Official figures released by the Office of National Statistics (ONS) show that inflation in the UK remains over 10%. This is despite the level dropping slightly from 10.5% to 10.1%.
The level of inflation has falled for the fourth consecutive month. The figure was 11.1% back in October 2022.
The ONS works out the level of inflation by analysing the price of hundreds of everyday items we all use. When inflation falls, it means the price of these items is rising at a slower rate rather than prices decreasing.

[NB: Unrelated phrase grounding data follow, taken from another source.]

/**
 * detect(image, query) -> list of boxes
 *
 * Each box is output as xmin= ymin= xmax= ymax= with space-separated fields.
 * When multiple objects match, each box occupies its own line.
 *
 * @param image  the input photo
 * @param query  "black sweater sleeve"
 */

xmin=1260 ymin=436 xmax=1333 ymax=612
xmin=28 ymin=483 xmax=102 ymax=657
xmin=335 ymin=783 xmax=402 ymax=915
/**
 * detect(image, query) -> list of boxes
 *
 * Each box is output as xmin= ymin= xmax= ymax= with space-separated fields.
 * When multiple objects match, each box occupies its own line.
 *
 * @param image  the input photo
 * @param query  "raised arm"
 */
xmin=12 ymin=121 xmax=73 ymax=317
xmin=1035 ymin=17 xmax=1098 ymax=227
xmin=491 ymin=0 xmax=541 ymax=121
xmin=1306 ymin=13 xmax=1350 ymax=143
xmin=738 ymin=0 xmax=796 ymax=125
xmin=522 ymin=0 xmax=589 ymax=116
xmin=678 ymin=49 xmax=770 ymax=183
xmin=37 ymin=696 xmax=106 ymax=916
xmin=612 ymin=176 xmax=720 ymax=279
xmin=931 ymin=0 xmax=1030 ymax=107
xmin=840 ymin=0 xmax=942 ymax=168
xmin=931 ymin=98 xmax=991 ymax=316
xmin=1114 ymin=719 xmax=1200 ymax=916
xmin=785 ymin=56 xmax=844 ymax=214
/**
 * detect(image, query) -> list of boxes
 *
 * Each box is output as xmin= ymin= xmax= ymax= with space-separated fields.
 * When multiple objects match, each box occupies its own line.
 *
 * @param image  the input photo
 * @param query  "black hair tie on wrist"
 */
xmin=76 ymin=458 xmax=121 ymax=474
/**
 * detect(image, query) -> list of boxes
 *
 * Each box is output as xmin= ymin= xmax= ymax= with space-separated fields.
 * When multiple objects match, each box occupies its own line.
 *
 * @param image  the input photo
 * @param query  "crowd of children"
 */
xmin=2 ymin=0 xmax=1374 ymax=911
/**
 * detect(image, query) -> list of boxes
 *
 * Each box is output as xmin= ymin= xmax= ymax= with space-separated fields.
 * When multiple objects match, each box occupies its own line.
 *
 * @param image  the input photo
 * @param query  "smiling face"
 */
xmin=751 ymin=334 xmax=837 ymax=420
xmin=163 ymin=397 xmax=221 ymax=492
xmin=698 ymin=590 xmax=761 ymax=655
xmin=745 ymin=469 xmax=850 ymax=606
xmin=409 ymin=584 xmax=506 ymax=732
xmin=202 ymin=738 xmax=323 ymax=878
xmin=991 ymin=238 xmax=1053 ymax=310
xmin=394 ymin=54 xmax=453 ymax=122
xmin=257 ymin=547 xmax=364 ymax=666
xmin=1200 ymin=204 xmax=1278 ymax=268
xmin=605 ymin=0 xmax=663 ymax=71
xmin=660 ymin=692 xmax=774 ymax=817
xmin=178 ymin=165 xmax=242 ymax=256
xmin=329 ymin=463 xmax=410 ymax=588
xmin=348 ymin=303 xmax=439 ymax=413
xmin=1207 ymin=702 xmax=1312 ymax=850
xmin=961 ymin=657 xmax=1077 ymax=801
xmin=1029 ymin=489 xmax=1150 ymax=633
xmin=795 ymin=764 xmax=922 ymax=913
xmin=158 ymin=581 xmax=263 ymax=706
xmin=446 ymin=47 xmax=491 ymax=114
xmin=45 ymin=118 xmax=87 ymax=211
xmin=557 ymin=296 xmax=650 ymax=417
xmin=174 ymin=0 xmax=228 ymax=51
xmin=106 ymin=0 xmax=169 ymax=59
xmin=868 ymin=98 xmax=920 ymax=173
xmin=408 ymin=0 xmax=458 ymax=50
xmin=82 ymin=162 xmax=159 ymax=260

This latest drop in inflation is largely related to the price of fuel and the cost of restaurants and hotels slowing down. However, the figure was offset with a rise in other areas including alcohol and tobacco as well as food and nonalcoholic beverages.The ONS also said food inflation remained high at 16.7% - and is one of the main drivers of overall inflation, along with energy bills.
According to the ONS, prices of restaurants and hotel rooms rose 10.8% in the year to January 2023, down from 11.4% in the year to December 2022 (which was the highest rate since the constructed historical estimate of 11.4% in September 1991, and which was last higher in August 1991, when it was 11.8%).
The main contributor to this came from restaurant and café prices, which eased from 10.1% in the year to December 2022, to 9.4% in the year to January 2023. This was as a result of price falls between December 2022 and January 2023 (0.5% overall, compared with rises of 0.2% a year earlier), particularly for many on-sales of drinks.
In the latest report, the inflation rate for transport was 3.4% in January 2023, down for a seventh consecutive month from a peak of 15.2% in June 2022, and the lowest rate since February 2021. The main drivers behind the easing in the rate between December 2022 and January 2023 came from passenger transport services and motor fuels.